There’s no real new transparency. Instead, the old red lines have been temporarily erased in the wake of disaster, and the many talented and frustrated journalists in China are able to quickly occupy the new space created—until the authorities decide what can and cannot be said and the lines are drawn again. In the case of the coronavirus, the disruption may be such that the freedom lasts longer than usual—but it’s still ultimately temporary. Officials, on the other hand, persist unless unlucky enough to be scapegoated; as some sardonically noted this week, the man in charge of the port area of Tianjin that exploded is now a prominent member of the Hubei government.
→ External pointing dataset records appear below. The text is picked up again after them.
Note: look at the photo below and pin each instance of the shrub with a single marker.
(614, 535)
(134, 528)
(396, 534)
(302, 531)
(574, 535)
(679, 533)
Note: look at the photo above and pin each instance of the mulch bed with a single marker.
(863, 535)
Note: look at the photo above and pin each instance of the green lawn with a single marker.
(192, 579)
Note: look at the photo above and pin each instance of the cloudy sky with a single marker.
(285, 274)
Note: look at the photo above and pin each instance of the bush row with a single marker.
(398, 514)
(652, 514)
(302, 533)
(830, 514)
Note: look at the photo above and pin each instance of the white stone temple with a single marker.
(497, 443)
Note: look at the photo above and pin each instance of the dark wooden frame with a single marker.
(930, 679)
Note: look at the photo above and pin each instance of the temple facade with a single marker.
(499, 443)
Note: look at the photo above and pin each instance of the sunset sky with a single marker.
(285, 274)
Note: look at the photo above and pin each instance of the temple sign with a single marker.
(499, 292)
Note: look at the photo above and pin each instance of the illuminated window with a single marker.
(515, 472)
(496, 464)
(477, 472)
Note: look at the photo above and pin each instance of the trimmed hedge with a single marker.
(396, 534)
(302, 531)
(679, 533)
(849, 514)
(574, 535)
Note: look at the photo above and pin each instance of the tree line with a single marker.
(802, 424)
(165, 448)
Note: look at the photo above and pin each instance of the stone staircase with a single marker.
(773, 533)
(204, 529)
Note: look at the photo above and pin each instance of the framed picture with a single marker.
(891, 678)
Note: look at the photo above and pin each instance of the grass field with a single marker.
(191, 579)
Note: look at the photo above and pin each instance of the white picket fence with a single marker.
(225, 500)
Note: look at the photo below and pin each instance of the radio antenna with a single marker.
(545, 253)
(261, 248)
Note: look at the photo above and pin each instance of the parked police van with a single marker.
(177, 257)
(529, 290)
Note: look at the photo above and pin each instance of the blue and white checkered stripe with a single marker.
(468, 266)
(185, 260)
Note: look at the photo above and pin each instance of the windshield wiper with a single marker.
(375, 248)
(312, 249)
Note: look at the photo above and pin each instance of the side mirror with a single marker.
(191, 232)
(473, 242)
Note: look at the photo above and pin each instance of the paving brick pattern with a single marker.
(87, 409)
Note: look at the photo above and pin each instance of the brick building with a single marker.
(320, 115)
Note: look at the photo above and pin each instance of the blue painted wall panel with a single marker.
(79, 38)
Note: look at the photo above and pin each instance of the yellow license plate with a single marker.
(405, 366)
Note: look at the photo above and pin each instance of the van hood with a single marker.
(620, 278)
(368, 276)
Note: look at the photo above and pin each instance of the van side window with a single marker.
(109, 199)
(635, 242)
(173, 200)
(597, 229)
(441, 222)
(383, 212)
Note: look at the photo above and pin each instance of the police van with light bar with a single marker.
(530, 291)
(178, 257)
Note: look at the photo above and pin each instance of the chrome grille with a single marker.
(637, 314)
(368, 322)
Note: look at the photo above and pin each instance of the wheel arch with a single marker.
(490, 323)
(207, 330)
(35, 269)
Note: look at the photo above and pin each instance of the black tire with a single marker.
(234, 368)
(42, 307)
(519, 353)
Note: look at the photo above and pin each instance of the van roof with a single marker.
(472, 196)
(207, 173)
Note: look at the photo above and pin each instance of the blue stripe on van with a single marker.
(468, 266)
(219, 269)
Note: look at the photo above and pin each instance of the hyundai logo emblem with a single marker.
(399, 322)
Actual, lasting openness would need watchdogs outside the party-state itself. It would need a media environment where the censor’s pen doesn’t hover over every piece of copy filed. It would need protections for whistleblowers and an independent judiciary able to enforce those protections. It would need a willingness to let control slip out of the party’s hands and to bear the consequences. None of this is remotely likely in the foreseeable future. That means the Chinese people will be left in darkness about what their institutions are doing—until something else slithers out of the shadows that endangers them all.